Le « nouvel agenda urbain » contenu dans la « Déclaration de Quito » s'inscrit dans le cadre du Programme de développement durable à l'horizon 2030, adopté par 193 Etats membres de l'ONU en septembre 2015. Il comprend notamment « un appel à l'égalité des chances; à l'élimination des discriminations; à des villes plus propres; au renforcement de la résilience et à la réduction des émissions de carbone; au plein respect des droits des migrants et des réfugiés, quel que soit leur statut; à l'amélioration de la connectivité et à la promotion d'espaces publics verts, sûrs et accessibles ».

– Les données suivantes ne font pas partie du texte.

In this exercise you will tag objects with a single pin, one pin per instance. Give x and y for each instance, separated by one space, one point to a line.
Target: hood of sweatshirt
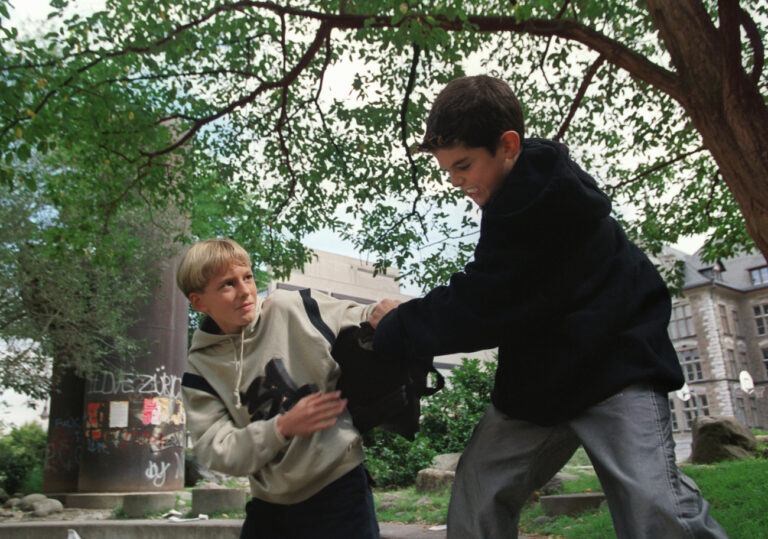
544 183
219 346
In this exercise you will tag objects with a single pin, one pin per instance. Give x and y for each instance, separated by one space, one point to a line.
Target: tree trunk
724 104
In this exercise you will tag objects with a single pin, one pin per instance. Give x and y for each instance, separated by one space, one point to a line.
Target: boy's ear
510 143
196 301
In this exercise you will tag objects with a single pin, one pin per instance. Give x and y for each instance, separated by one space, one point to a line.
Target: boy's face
229 298
475 171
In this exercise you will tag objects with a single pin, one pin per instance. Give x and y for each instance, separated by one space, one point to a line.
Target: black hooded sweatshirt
577 310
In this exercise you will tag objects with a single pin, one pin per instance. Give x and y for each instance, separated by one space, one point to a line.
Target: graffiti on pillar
64 443
116 425
159 383
156 472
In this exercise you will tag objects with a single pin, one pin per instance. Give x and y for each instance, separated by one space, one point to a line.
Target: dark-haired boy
580 317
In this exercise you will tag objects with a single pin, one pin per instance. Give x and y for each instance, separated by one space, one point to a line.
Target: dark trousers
342 509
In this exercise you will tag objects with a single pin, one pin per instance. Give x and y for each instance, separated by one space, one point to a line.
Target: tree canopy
282 118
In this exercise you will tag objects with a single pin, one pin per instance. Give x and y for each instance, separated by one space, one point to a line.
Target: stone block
430 479
217 500
43 508
95 500
718 438
571 504
446 462
25 504
138 505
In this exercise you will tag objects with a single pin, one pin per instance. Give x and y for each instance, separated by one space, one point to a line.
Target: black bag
382 393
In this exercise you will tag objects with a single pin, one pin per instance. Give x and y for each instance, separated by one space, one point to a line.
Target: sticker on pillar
684 393
156 411
96 415
118 414
177 418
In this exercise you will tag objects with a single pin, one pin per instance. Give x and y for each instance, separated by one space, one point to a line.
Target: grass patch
738 492
411 507
594 524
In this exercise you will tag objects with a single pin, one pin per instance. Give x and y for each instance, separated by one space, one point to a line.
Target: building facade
345 277
719 327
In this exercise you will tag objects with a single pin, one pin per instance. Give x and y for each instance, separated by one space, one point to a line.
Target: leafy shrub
449 416
394 461
448 419
22 457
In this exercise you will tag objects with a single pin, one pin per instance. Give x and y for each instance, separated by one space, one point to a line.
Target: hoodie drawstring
239 367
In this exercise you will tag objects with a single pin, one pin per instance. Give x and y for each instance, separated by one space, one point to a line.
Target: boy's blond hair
205 260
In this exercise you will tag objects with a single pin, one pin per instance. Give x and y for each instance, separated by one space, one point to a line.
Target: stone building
719 328
352 278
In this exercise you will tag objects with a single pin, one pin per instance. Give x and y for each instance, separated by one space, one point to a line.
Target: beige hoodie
251 378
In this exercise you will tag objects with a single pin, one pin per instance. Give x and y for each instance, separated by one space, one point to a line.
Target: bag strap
313 312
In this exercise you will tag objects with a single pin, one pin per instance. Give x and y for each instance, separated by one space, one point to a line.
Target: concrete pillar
133 425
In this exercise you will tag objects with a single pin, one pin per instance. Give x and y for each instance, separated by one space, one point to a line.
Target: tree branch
404 126
659 166
579 96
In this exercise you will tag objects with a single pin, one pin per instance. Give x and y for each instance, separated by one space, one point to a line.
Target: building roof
733 272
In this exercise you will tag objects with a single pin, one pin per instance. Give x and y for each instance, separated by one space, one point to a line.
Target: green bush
22 457
448 418
394 461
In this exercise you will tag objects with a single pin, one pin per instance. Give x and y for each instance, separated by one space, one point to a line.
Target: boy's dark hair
473 111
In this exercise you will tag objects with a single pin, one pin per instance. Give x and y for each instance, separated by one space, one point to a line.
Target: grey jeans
628 438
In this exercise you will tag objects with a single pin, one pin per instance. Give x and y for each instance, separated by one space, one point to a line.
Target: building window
736 323
765 360
673 415
761 318
731 369
724 320
681 324
697 405
742 364
759 275
691 363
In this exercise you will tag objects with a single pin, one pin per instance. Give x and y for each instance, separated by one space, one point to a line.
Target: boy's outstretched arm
312 413
381 309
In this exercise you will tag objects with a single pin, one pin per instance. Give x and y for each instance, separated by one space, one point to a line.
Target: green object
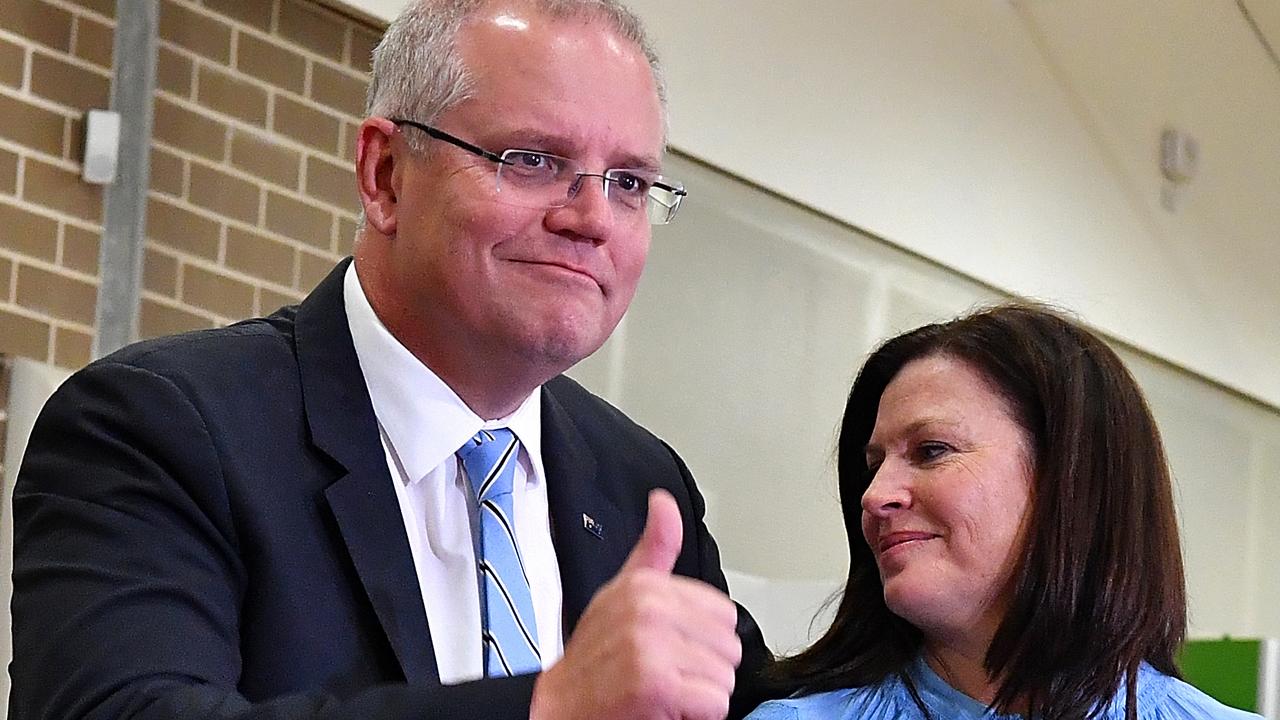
1226 669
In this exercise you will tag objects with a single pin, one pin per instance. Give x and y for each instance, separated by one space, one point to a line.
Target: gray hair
419 72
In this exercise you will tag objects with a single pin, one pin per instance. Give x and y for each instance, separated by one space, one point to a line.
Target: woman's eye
928 451
530 160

Bien que non contraignante, la « déclaration de Quito » sera néanmoins décisive pour l’élaboration des politiques nationales. Les priorités formulées et les vocabulaires utilisés dans cet agenda urbain seront repris ensuite par les Nations Unies, comme par la plupart des organismes mondiaux et européens pour traiter du fait urbain, notamment pour élaborer les axes des grands appels à projets. En effet, la déclaration présente des lignes directrices pour les programmes et les actions mises en œuvre en matière de développement urbain durable. Au cours des échanges préparatoires du mois de septembre, la question de l’avenir de la conférence Habitat III a notamment été posée. En effet, le grand reproche fait aux deux précédentes conférences Habitat I (Vancouver, 1976) et Habitat II (Istanbul, 1996), est le manque de suites concrètes apportées à ces textes. Dans le projet de texte de déclaration finale, la France a plaidé pour que « l’agenda urbain » soit un « agenda pour l’action ». Il a été exigé, dans cette déclaration de Quito, un programme d’action pour la mise en œuvre de cet agenda.

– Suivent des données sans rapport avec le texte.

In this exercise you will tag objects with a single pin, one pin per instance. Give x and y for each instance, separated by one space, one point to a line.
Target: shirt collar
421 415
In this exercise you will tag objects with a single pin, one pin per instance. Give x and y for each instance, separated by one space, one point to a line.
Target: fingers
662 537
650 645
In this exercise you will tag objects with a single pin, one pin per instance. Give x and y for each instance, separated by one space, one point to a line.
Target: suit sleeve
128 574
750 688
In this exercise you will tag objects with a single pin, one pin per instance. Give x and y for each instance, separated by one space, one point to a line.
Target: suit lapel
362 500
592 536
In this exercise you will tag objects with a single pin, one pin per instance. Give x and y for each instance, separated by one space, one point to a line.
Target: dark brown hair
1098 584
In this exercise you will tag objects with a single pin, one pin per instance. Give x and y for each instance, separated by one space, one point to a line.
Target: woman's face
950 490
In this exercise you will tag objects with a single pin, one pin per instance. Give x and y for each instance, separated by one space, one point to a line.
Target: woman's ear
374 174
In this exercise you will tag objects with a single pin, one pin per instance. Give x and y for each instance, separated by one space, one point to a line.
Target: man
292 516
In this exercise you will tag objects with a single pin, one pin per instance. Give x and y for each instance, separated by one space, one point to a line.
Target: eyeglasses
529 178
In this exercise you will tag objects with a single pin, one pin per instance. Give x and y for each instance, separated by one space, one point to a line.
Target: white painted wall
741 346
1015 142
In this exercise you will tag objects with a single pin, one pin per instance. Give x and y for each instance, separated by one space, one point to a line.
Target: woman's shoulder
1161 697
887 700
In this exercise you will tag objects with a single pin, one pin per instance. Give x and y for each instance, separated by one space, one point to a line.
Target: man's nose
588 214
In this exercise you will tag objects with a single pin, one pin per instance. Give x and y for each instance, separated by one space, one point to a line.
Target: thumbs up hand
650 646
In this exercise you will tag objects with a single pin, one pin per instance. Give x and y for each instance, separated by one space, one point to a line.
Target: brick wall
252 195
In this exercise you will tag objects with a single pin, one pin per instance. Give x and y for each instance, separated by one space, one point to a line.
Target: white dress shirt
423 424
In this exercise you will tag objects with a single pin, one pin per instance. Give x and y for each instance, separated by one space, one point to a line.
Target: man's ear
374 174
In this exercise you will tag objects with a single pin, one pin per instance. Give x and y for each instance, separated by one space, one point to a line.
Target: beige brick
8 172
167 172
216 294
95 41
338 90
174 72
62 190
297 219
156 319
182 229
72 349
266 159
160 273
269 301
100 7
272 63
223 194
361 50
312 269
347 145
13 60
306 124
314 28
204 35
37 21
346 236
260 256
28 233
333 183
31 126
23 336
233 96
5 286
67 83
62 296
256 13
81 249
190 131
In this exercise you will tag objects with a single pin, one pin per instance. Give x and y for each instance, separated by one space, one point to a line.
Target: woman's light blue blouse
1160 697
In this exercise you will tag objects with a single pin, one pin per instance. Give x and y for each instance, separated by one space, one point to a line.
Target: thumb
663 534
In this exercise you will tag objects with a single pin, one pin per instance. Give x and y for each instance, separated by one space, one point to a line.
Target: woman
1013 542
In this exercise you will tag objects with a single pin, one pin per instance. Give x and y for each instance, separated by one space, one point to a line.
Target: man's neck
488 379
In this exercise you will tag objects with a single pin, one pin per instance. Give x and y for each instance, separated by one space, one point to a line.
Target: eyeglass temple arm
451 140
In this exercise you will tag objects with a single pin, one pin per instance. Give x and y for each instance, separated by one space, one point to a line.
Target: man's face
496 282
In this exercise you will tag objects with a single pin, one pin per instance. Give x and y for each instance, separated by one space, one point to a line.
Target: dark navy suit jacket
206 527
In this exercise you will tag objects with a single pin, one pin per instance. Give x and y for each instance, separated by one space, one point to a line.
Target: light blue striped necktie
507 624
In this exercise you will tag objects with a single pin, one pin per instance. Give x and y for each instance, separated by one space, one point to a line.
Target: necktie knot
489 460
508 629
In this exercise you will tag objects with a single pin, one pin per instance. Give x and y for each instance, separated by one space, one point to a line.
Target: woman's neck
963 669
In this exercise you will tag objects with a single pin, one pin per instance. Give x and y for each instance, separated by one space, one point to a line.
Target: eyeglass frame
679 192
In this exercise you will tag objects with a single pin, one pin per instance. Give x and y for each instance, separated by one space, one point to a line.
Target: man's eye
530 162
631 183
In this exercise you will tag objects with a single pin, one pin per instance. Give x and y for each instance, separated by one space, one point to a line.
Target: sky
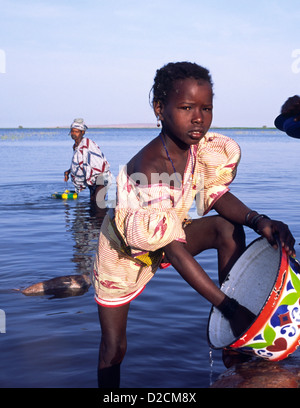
96 59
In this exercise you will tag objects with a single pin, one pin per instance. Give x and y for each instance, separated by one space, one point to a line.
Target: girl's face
187 114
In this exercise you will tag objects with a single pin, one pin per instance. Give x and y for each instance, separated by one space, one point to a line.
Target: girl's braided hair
168 74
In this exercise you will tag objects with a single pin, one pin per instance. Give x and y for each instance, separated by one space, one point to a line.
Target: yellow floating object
66 195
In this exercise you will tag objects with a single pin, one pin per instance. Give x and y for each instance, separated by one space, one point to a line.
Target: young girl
149 227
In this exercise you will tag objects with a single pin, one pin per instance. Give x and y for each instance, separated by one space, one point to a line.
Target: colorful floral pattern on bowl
275 333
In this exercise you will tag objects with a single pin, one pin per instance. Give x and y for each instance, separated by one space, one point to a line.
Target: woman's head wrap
79 124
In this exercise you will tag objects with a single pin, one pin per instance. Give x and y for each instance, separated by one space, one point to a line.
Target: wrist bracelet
247 217
228 307
255 221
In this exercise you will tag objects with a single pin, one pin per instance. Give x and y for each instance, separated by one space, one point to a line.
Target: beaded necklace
171 161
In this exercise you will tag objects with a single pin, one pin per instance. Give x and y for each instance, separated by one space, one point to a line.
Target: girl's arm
233 209
239 317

En signant la Déclaration de Quito, les États membres s'engagent à agir au cours des 20 prochaines années pour améliorer tous les domaines de la vie urbaine. « Nous devons mettre en œuvre ces engagements », a déclaré le Directeur exécutif du Programme des Nations Unies pour les établissements humains, ONU-Habitat, Joan Clos dans un discours préparé pour la clôture de la conférence. « Si nous ne le faisons pas, cela sera inutile », a-t-il ajouté (http://www.un.org/apps/newsFr/storyF.asp?NewsID=38344&Cr=ODD&Cr1=#.WAm4r...). Répondant aux critiques selon lesquelles « le nouvel agenda urbain serait utopique et irréaliste », M. Clos a terminé son discours à la conférence par un appel à l'action : « Nous allons commencer à construire la ville de nos rêves ensemble, à partir de maintenant ».

CONCLUSION

Les villes souhaitant vraiment une urbanisation durable doivent atteindre un équilibre entre les relations économiques et sociétales, urbaines et régionales, ainsi qu’entre la croissance urbaine et les relations à l’environnement. À cette fin, elles doivent modifier leurs priorités politiques en faveur des classes populaires défavorisées, pour s’attaquer au problème d’une société toujours plus divisée. Les municipalités doivent jouer un rôle plus fort dans la promotion d’un développement plus harmonieux, à la fois dans les zones rurales environnantes et dans la distribution spatiale du développement national. L’urbanisation durable passe par la stabilisation, puis la réduction et enfin l’inversion de la dynamique de formation des bidonvilles et la réduction des autres formes de pauvreté urbaine. Outre une croissance économique soutenue, cela exige également des efforts directs et concentrés afin que les villes deviennent plus productives et moins génératrices d’exclusion sociale, grâce à une bonne gouvernance. La création d’une ville durable nécessite de penser aux générations futures, à la santé publique et à l’intégrité de l’environnement urbain à long terme. Cela est nécessaire non seulement pour une croissance porteuse de prospérité, mais également pour la qualité de vie, l’égalité entre les personnes aujourd’hui, l’égalité intergénérationnelle et pour les dimensions sociale, sanitaire et éthique du bien-être de l’homme dans les villes. Si l’on réussit à prendre en compte tous ces éléments, on encouragera une coexistence plus harmonieuse au niveau de l’agglomération. Les villes deviendront également plus agréables et leur productivité et leur capacité d’inclusion seront améliorées.